Here’s a question in a different vein. Tech, and health tech, is sort of a startup party, a lot of new, small, innovative companies coming into the fold. SAP is obviously not new or small, it has a reputation. What’s it like to be kind of a big fish, or the old guard, or whatever you want to call it, in a field that’s increasingly fresh-faced?

Well the HANA database, the in-memory platform this is built on, was actually very, very disruptive to the marketplace. We launched this probably about 6 years ago now, and at the time we were just a bit player in the database market, by virtue of our Sybase acquisition. There were some interesting comments in the press from some of our rivals saying that ‘SAP should stick to its accounting’ and that we had no business in memory databases. From 6 years ago, and pretty rapidly through the next several years, all the major competitors were responding with in-memory components for their own databases.

The technology itself is very disruptive, in terms of approach. You look at how people classically look at data in disk-based systems, the relational systems were largely written and first deployed in the early ‘80’s. The challenge they face in pulling data from a spinning media drive into main memory, or even with newer versions using solid state drives, it’s orders of magnitude slower than the ability to pull data from main memory, particularly in this era of multiprocessors and multi-cores. Using that technology to run data in a massively multi-parallel fashion into every single core of a blade and be able to scale that out has actually been very disruptive to the industry.
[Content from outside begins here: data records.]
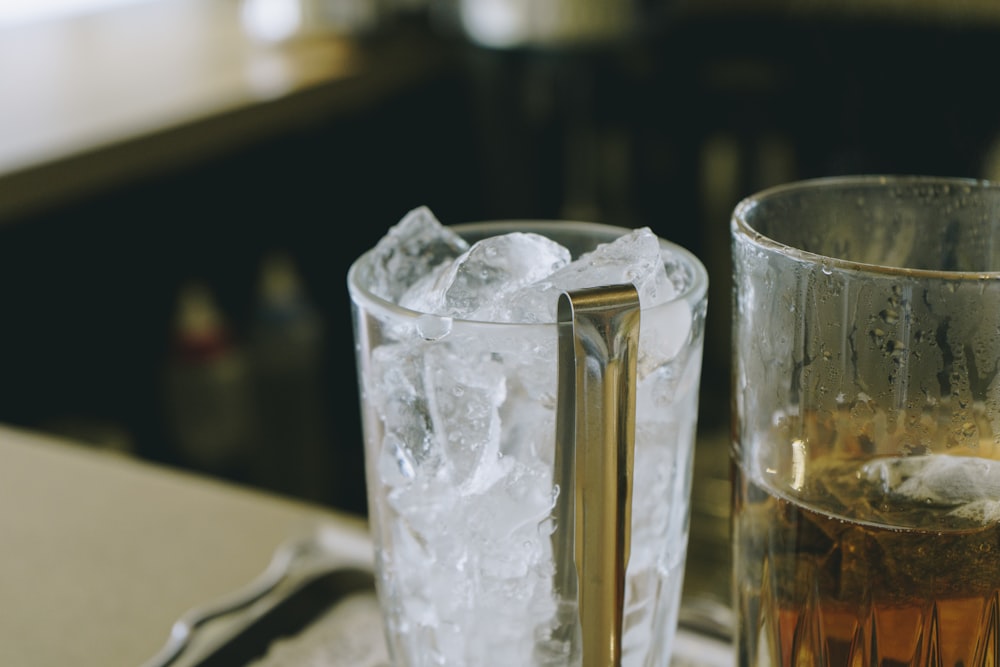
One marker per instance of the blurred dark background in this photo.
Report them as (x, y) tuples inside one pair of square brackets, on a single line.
[(665, 119)]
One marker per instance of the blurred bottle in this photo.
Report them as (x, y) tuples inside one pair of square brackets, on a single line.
[(207, 393), (287, 353)]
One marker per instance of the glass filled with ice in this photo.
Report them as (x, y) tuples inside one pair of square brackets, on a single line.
[(456, 331), (866, 442)]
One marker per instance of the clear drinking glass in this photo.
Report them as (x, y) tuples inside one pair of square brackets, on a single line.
[(460, 423), (866, 500)]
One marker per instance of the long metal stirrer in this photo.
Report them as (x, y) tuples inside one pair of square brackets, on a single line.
[(595, 441)]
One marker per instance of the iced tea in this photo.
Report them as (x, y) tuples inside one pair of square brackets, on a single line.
[(846, 559)]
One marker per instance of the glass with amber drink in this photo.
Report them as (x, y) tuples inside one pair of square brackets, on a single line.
[(866, 423)]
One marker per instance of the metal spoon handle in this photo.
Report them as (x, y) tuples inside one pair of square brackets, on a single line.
[(595, 422)]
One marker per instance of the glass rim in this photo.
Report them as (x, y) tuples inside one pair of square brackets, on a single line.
[(741, 227), (696, 290)]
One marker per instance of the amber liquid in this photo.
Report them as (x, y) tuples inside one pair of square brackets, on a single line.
[(830, 574)]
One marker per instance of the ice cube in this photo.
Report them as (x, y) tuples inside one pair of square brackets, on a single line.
[(632, 258), (409, 250), (465, 390), (477, 284), (396, 388), (937, 480)]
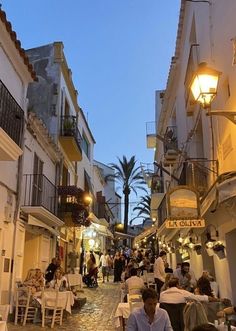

We are a disruptor to the major incumbents, in terms of scale. The technology approach is very different and it really powers the ability to do a lot of what we’ve been talking about. In terms of innovation within the startup ecosystem, we welcome it. There was some news recently that we partnered with Startup Health, the accelerator program, and we’re in the process of forming collaborations with some of the earlier startups using our technology. Organizations that have no preconceptions, that are just pursuing time to value with customers, they create a vibrant ecosystem which can create great innovation. We are looking to partner with that.

This is a massive, massive opportunity when you look at the value unlock that can be achieved by actually running organizations more efficiently through their data, it’s just huge. This is not a sector that’s going to have one player, even just two players: there’s a lot of opportunities for a lot of companies. We very much welcome the vibrancy that comes from these small disruptive players.

Closing question: what do you personally get out of all of this?

I love technology. I did my clinical training and practiced for 14 years as a critical care physician, but I also did a medical informatics fellowship and coded for quite a few years, and recently restarted as a hobbyist because I find it’s great to just stay deep in the technology. I love the evolution of it, just the incredible capabilities we now see in hardware and software, that part I love.

The other piece of it is that I’m incredibly fortunate to spend a lot of my time out working with really amazing customers, partners, and some people that we talk to who even might never become customers, but who are doing some really incredible things. I get to talk to really smart people throughout the week, at a amazing institutions, and see all the disruptive things they’re doing, and understanding their challenges, and thinking again about how technology can solve them.

I find it incredibly rewarding and intellectually stimulating, and a tremendous privilege. Of course the hope is that we’re able to help folks take better care of their patients, and that’s a goal that we’re very excited to help achieve.